Au détour d'un couloir, la salle de pause des patients standardisés dégage une atmosphère moins fébrile. À l'abri des regards et des contacts, deux figurants profitent d'une courte pause pour boire un café ou feuilleter un magazine. Jean-Claude Morel et Laurent Lefebvre sont des habitués.
C'est intéressant, à mon âge, de rester un pied dans la société, d'apporter ma contribution à la formation des jeunes.
Jean-Claude Morel, patient standardisé
"Nous sommes déjà venus en mars. Au départ, j'ai simplement répondu à un mail, que j'ai transmis à mon ami, puis nous avons passé un entretien et nous voilà !" sourit Jean-Claude Morel. Tous deux se sont entraînés mutuellement dans cette aventure attirés par la finalité : "C'est intéressant, à mon âge, de rester un pied dans la société, d'apporter ma contribution à la formation des jeunes, qui auront peut-être la malchance de me soigner un jour", confie-t-il. Tous deux ont appris, cette fois-ci, le même scénario. "Les entretiens permettent d'en savoir plus sur le patient, nous leur attribuons aussi leur scénario en fonction de leur vécu, pour leur éviter des situations qui peuvent être source de souffrance", explique Mathilde Delebarre. "Nous sommes bien préparés en amont, avec vraiment cette attention particulière au fait de ne pas avoir été soi-même ou un proche sujet de ces scénarios. Je n'ai pas particulièrement de pression mais je prends cet exercice au sérieux. Je travaille moi-même dans l'accompagnement, c'est donc aussi pour moi une expérience sociologique", poursuit Christine Protin, patiente standardisée qui a également participé aux Ecos nationaux en répondant à une annonce sur les réseaux sociaux.

Les patients standardisés révisent leur rôle, détaillé dans une grille précise, avant de rejoindre la station, où les étudiants passent l'examen. (Clémence Nayrac/Hospimedia)
Les patients standardisés révisent leur rôle, détaillé dans une grille précise, avant de rejoindre la station, où les étudiants passent l'examen. (Clémence Nayrac/Hospimedia)

Parfois, ce sont aussi des paramédicaux qui sont mis à contribution. "Ce n'est pas le cas aujourd'hui mais nous recrutons parfois des paramédicaux standardisés.

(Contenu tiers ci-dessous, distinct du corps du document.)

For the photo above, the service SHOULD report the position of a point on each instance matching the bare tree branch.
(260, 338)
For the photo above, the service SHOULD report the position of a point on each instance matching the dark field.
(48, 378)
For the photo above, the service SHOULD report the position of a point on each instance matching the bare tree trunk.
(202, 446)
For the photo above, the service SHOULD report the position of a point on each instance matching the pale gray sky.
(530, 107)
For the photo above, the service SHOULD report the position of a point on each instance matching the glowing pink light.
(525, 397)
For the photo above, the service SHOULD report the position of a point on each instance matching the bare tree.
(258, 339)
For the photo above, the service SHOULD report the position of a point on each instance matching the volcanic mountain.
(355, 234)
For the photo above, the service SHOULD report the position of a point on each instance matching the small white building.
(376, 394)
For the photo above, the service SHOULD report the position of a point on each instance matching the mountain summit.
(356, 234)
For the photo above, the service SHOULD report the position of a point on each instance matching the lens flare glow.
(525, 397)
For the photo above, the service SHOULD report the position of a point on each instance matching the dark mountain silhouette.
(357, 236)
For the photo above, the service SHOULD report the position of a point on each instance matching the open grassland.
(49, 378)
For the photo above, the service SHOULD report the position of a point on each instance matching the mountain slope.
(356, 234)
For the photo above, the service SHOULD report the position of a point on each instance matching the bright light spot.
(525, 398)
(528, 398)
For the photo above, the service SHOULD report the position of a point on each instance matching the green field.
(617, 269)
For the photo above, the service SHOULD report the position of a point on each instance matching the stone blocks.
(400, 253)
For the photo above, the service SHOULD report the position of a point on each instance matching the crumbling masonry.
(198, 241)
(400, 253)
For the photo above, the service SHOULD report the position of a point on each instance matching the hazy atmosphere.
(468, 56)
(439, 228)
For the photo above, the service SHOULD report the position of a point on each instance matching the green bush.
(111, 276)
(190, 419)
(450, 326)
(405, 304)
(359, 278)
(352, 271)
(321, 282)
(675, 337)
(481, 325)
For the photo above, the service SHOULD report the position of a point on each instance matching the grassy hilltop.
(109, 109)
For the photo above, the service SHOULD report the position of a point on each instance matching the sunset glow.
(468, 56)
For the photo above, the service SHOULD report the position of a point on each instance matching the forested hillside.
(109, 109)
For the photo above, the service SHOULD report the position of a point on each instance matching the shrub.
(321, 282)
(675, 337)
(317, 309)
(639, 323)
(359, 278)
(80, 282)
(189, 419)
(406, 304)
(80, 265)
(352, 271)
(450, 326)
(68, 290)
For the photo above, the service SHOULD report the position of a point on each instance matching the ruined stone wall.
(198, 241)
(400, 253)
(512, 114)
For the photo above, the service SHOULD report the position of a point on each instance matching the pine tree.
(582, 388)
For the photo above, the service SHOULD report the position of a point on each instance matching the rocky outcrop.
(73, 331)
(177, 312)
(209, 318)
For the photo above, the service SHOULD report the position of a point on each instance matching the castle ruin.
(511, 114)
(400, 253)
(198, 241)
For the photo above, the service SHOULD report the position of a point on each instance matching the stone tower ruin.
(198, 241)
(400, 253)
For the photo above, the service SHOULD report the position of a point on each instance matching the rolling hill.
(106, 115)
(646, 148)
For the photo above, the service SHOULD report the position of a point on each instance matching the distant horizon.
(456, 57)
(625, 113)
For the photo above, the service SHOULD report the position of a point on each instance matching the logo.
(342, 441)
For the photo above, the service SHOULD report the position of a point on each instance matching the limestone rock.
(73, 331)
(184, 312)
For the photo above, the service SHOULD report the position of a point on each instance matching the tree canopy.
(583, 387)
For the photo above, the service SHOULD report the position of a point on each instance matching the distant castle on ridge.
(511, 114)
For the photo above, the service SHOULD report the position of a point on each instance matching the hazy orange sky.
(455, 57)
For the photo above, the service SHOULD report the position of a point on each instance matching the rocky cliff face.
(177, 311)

C'est parfois difficile pour une infirmière expérimentée de ne pas intervenir quand elle voit que le "médecin" ne prend pas le bon chemin…", ajoute Mathilde Delebarre. Le groupe de patients a aussi eu quelques jours plus tôt une formation aux airs de répétitions générales. Aiguiller les étudiants sans trop en dire, se contenter de répondre à chaque question sans tendre de perche et ne pas sortir du scénario établi. L'exercice est rigoureux et les acteurs du jour prennent leur rôle très à cœur : "on a de la chance d'être ensemble parce qu'on répète en chemin, cela nous permet de réviser", témoigne Laurent Lefebvre. Mais, déjà, il est temps de retourner à la station "gériatrie". Ce 13 juin, la porte de la faculté catholique de Lille s'est refermée à 18 heures sans encombre, ni pour les patients ni pour les étudiants.
La faculté de médecine de l'université catholique de Lille organise des Ecos depuis 2018. (Clémence Nayrac/Hospimedia)
La faculté de médecine de l'université catholique de Lille organise des Ecos depuis 2018. (Clémence Nayrac/Hospimedia)


Retour sur les Ecos nationaux

Les 28 et 29 mai, 130 futurs internes de la faculté de médecine et de maïeutique de l'université catholique de Lille ont passé les premiers Ecos nationaux. Des épreuves qui se sont "bien passées", assure Mathilde Delebarre. "Nous n'avons pas eu de problèmes notables, à part quelques soucis de serveurs, mais cela a pu être rétabli rapidement. Et nous avions prévu des grilles papiers donc cela n'a pas posé de problème particulier", raconte-t-elle. Certains patients standardisés ont aussi fait défaut le jour J. Des désistements de dernières minutes ont été envisagés et la faculté a recruté plus de patients que nécessaire. Cela n'a donc pas non plus eu d'impact sur l'épreuve.